The old guys question the mindset that you have to get, say, ten signatures a day for samples. There's that pressure when your boss comes back to you and reminds you that you only had 38 signatures last week. It drives the old guys crazy. They say, "Look, I'm a sales guy. My job is to drive sales. I'm not a sample guy."

There was a great story at Lilly. We didn't even have samples in the oncology division, but Lilly started pushing us to make more sales calls. We had to make five a day, which doesn't seem like anything.

But in oncology you've got to share data all the time, so you wait around for hours if you need to see somebody. So probably the most seasoned rep in the Lilly oncology division picks his boss up in the morning at 8:30 for a ride-along. He goes to a big office to start his day and has good discussions with five doctors. Then he drives the boss back to his hotel.

And the boss says, "What are we doing? " The rep says, "Oh, I'm done.

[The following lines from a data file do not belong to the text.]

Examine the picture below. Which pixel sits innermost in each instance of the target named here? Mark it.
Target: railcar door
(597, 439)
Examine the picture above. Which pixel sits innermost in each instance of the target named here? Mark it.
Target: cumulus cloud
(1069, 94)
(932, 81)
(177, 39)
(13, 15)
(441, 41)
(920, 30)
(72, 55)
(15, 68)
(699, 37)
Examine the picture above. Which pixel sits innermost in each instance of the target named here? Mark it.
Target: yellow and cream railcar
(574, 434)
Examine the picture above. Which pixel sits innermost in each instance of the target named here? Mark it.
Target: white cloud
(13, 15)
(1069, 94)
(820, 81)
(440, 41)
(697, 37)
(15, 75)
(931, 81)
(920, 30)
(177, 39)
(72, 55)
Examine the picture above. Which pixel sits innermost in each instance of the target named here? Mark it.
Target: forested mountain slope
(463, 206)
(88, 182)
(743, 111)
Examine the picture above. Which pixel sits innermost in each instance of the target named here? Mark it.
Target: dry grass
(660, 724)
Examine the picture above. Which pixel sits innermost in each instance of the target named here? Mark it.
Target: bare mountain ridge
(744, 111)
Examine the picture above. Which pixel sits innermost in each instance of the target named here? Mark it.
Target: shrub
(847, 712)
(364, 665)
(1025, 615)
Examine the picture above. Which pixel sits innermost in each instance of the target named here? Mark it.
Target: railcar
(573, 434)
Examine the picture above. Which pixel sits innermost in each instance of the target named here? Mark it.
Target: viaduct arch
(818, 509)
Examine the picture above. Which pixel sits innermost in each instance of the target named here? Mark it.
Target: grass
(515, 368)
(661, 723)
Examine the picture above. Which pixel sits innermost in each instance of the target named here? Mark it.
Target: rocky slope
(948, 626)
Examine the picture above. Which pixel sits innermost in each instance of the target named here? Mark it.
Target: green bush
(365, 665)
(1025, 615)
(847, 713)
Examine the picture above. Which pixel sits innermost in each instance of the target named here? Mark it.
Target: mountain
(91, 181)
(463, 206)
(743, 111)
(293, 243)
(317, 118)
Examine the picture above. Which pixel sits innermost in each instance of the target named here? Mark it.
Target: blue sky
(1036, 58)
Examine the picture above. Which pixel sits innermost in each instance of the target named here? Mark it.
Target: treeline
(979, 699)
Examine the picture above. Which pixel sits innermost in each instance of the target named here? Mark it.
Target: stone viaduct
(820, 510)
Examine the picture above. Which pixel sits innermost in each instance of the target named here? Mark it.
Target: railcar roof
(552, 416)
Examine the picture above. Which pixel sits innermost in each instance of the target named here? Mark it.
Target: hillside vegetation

All you care about is that I see five doctors. I just saw my five doctors." He wasn't being a smart-aleck. He was saying, "You won't fire me for this. I want to dramatically demonstrate what's going on at this company."

So the boss calls headquarters and says, "We've got a problem. What am I going to tell the guy? He's right. That's all we're asking for."

What did the company do?

Let's say they shifted focus. They said, "Listen, that five is a goal. We would like you to strive for that, but by all means don't avoid your biggest customer just because it always takes three hours and you have to get your five calls a day." So it was actually an awesome wake-up call. The reps of the country rejoiced.

You worked as a roving sales trainer, so you got to see a lot of different reps interact with doctors. How did you come to see the job differently?

The really interesting observation for me as a trainer—the second guy in the waiting room—was how in-the-way drug reps are, and how much we stand out. Patients know exactly what we're doing. I guess I sort of blocked it out as a rep, all the dirty looks you get from patients. It was really an eye-opener for me. I just felt, wow, we don't belong here.

Imagine you're in the doctor's office with your mom who has breast cancer. The doctor's an hour late, and while you're waiting two well-dressed people walk in with bags of M&Ms and chat it up with the nurses. Then they go back and they're back there for a half hour. You know why the doctor is late. And that gets very upsetting for people, especially when you're dealing with something as sensitive as cancer. Man, I'd be crawling in my skin to get out of there.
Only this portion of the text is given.